La voiture s’arrêta au village où étaient regroupés les centres administratifs et de transmissions. Les guérilleros sautèrent sur le quai et, sans un mot, se ruèrent sur les escaliers conduisant à la surface. On n’entendait que le cliquetis de leurs cartouchières, que le raclement de leurs semelles sur les marches, que leur respiration sifflante et saccadée.
Quand ils surgirent dans la rue, les passants s’enfuirent en poussant des cris. Ils n’étaient que vingt-cinq mais on aurait cru que c’était une véritable armée qui prenait d’assaut le pacifique village. Ils se comportaient comme des soldats professionnels, disciplinés et entraînés.
David, toujours flanqué des deux jeunes Arabes, courait comme tout le monde derrière la silhouette trapue de Hamoud et les assaillants pénétrèrent sans coup férir dans le bâtiment administratif.
Dans le hall, le garde de service eut juste le temps de dégainer avant de s’écrouler sous une rafale de balles. Ses deux camarades se contentèrent de regarder, les yeux exorbités et la mâchoire pendante, les guérilleros qui se ruaient vers les objectifs qui leur avaient été assignés. Deux d’entre eux désarmèrent les sentinelles, les firent s’aligner face au mur et les assommèrent d’un coup de crosse.
Le responsable de la tour de contrôle et les dix techniciens qu’il avait sous ses ordres étaient à leurs pupitres, les mains en l’air et les yeux fixés sur une douzaine de fusils menaçants.
— Mais vous êtes fous ! protestait-il. Vous ne pouvez pas détourner la colonie. Qu’est-ce que vous vous imaginez ?
La fille mince et brune lui adressa un sourire pincé.
— Ne vous faites pas de souci pour nous. Occupez-vous plutôt de vous et de votre équipe. Si vous ne nous obéissez pas au doigt et à l’œil nous serons dans l’obligation de vous abattre.

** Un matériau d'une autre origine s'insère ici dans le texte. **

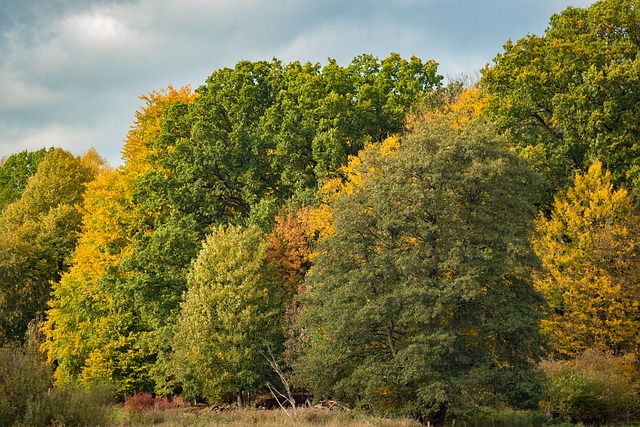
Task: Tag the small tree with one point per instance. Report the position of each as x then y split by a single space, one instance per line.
589 249
231 317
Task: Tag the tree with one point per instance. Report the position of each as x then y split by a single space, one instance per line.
572 92
94 329
589 249
421 301
15 171
37 237
231 319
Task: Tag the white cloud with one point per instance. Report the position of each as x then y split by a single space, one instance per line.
73 138
16 93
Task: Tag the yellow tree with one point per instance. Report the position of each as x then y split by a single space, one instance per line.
38 233
85 318
589 250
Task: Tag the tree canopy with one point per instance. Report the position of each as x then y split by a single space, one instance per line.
589 251
573 92
424 291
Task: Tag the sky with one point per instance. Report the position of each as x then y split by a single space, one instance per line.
72 71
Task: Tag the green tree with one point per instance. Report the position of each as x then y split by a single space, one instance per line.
421 300
572 92
15 171
102 321
38 233
589 248
231 319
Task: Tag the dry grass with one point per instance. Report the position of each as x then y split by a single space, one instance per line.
307 417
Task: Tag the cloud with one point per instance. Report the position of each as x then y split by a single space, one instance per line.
73 69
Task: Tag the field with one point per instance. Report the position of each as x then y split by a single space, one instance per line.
201 417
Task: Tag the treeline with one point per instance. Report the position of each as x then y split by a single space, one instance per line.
361 233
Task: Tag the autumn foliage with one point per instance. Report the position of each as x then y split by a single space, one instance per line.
361 234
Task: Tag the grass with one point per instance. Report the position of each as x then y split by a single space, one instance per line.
201 417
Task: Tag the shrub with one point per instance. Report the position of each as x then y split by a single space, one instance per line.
27 396
592 388
139 402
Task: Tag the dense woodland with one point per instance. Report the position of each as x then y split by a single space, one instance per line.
365 233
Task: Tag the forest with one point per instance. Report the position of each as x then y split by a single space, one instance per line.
366 234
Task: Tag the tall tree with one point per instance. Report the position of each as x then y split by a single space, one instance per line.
15 171
572 92
94 330
421 300
231 320
590 250
38 234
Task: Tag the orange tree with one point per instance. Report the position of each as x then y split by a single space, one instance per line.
589 247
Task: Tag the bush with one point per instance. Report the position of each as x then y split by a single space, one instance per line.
592 388
139 402
506 418
27 396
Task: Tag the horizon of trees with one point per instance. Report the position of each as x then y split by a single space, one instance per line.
381 238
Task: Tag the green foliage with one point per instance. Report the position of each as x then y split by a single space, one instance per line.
15 171
27 396
266 130
572 92
231 319
422 299
254 136
38 233
592 388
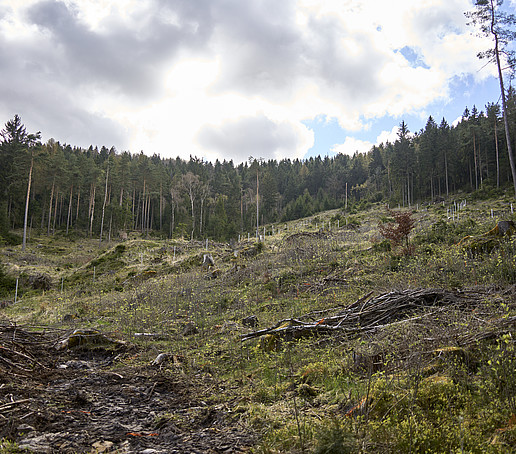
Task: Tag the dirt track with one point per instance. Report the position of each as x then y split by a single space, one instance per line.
76 401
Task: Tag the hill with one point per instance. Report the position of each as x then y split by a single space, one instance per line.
322 337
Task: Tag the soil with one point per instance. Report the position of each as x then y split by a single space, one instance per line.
90 400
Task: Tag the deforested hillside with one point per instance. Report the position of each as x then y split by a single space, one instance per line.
385 330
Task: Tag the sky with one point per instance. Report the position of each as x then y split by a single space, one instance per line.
231 79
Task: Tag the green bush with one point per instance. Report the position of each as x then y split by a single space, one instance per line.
7 283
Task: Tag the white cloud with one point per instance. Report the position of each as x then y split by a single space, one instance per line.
351 145
225 78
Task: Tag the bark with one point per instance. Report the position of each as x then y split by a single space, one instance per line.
103 207
50 207
27 206
502 92
69 209
92 208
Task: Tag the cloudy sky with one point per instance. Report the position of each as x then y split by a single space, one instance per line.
229 79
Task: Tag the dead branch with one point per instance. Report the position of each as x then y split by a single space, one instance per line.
367 314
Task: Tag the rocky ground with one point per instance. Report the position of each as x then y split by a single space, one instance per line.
60 398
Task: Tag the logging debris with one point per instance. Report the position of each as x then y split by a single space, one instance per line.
369 314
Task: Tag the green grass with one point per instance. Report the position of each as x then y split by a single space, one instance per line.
436 395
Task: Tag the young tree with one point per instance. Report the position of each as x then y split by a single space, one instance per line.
398 232
496 24
16 143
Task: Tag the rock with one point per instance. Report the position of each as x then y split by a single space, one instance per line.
101 446
85 337
251 321
230 326
189 329
160 359
40 282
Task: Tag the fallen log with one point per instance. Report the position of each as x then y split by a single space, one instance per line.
364 315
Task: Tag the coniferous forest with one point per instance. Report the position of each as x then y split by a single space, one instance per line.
102 192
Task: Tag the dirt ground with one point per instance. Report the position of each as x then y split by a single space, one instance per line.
89 400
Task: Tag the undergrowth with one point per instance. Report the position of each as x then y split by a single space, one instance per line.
446 383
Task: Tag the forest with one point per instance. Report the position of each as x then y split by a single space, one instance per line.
103 192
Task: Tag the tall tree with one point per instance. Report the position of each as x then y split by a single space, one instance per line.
496 24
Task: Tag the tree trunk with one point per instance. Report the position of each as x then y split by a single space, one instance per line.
497 156
77 212
160 206
50 207
446 173
55 213
103 208
69 209
475 161
24 242
504 104
92 208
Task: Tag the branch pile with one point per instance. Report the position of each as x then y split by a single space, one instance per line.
22 351
368 314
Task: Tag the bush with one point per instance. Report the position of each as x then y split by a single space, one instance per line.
7 283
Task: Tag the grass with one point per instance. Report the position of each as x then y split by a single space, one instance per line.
436 393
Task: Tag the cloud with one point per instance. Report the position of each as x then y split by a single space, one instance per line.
256 136
352 145
225 78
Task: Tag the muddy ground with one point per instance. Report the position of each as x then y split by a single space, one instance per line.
90 400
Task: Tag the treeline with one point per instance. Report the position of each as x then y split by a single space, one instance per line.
100 192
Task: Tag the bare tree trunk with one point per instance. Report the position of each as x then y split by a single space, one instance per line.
50 207
92 208
497 156
77 212
143 208
103 207
69 209
160 206
446 173
475 161
55 213
24 242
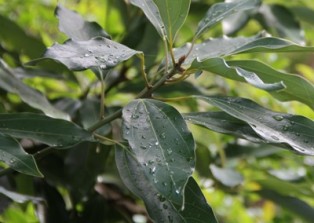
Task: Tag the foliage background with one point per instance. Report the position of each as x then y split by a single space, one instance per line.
278 172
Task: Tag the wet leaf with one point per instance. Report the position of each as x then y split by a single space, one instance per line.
98 52
15 157
226 176
220 67
75 27
223 123
162 144
274 127
220 11
159 207
151 11
173 14
280 20
53 132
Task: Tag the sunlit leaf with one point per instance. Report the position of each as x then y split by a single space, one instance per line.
151 11
220 11
226 46
279 19
220 67
20 198
226 176
75 27
173 14
15 157
223 123
30 96
297 88
162 144
53 132
274 127
159 207
97 52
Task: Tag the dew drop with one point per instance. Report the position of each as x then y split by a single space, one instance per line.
152 170
103 66
278 117
285 127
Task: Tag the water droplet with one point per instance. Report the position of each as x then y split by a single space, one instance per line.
135 116
152 170
103 66
275 137
278 117
285 127
163 135
169 151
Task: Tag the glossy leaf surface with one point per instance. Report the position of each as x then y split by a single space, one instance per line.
220 67
75 27
224 123
15 157
163 145
221 11
280 20
173 14
30 96
159 207
151 11
274 127
97 52
296 87
53 132
226 176
229 46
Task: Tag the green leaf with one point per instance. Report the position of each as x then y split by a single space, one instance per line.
20 198
151 11
220 67
159 207
226 176
30 96
75 27
297 87
220 11
53 132
162 144
173 14
223 123
15 157
226 46
211 48
291 204
303 13
98 52
280 20
274 127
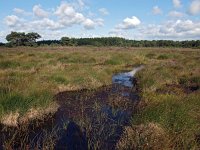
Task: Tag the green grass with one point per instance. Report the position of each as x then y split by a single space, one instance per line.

— Dieu du ciel ! murmura le responsable.
Evelyn était restée près de l’entrée de la petite salle où régnait une chaleur étouffante et où l’atmosphère vibrait d’électricité. C’était de là qu’étaient guidés les astronefs. Elle se demandait vaguement si l’astronaute qui, bien des mois auparavant, lui avait fait visiter le centre de contrôle, était quelque part à bord de son vaisseau, comptant sur les techniciens pour regagner sain et sauf Île Un. S’il a besoin de leur assistance c’est un homme mort.
— Trois de nos camarades resteront là pour vous surveiller, disait Shéhérazade. Vous allez couper tous vos circuits.

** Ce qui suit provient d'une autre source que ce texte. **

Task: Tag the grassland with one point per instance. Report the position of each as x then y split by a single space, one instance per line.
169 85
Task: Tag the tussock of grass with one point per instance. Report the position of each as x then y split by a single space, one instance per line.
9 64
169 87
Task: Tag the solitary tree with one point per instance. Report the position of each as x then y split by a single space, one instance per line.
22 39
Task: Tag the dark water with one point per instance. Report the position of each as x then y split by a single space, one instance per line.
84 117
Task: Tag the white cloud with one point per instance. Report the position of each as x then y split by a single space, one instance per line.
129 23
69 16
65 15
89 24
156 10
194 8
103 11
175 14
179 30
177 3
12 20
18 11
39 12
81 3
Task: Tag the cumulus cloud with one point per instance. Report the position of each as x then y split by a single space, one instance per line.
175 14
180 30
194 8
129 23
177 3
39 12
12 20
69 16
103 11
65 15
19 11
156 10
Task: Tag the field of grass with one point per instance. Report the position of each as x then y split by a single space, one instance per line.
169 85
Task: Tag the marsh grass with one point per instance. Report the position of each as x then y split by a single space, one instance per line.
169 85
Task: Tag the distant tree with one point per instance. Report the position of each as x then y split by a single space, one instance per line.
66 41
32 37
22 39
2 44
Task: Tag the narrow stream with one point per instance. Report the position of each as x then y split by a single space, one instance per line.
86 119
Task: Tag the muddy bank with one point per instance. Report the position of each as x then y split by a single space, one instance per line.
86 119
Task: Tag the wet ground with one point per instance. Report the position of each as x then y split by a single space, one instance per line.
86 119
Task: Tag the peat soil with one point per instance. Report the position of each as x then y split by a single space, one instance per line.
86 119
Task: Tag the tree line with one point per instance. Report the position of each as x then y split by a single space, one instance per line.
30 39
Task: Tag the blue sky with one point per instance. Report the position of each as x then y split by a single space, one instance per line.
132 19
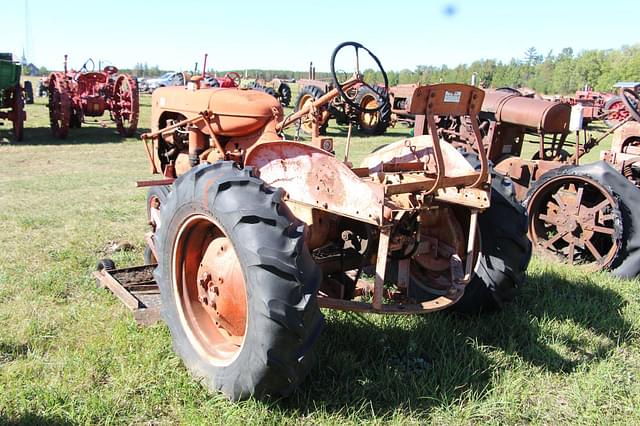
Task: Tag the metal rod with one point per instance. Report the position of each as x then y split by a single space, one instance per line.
471 243
348 145
381 266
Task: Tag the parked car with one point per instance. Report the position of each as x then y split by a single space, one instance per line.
172 78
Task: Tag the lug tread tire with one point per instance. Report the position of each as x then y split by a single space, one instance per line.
505 252
281 278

— Mais ce n’est pas possible ! Nous avons des astronefs en transit.
— Renvoyez-les sur la Terre ou sur la Lune. Nous ne voulons vous faire aucun mal mais il n’est pas question qu’un seul bâtiment accoste ou quitte Île Un. Vous avez compris ?
— Ni arrivées ni départs.
— Parfait, fit Bahjat avec un signe d’assentiment. Ne l’oubliez pas.
— Mais il y a des gens dans les modules de service, insista le chef contrôleur. Il faut les faire rentrer.
Le pistolet qu’elle braquait sur la poitrine de l’homme ne vacillait pas dans sa main.
— Rappelez-les. Et tout de suite. Fermez tous les modules et arrangez-vous pour que tout le monde soit rentré d’ici une heure.
Le responsable acquiesça en silence.
— Soyez très prudents et très coopératifs. Nous tenons tous à vivre vieux, vous savez.
Cyrus Cobb avait participé au déjeuner de travail dans la salle de conférences. Maintenant, on avait enlevé les miettes et débarrassé, et comme ses hôtes revenaient aux choses sérieuses, il s’excusa et sortit. La salle de conférences était située au dernier étage du bâtiment administratif, son bureau était au rez-de-chaussée, trois niveaux plus bas. Méprisant l’ascenseur, Cobb s’engagea dans l’escalier.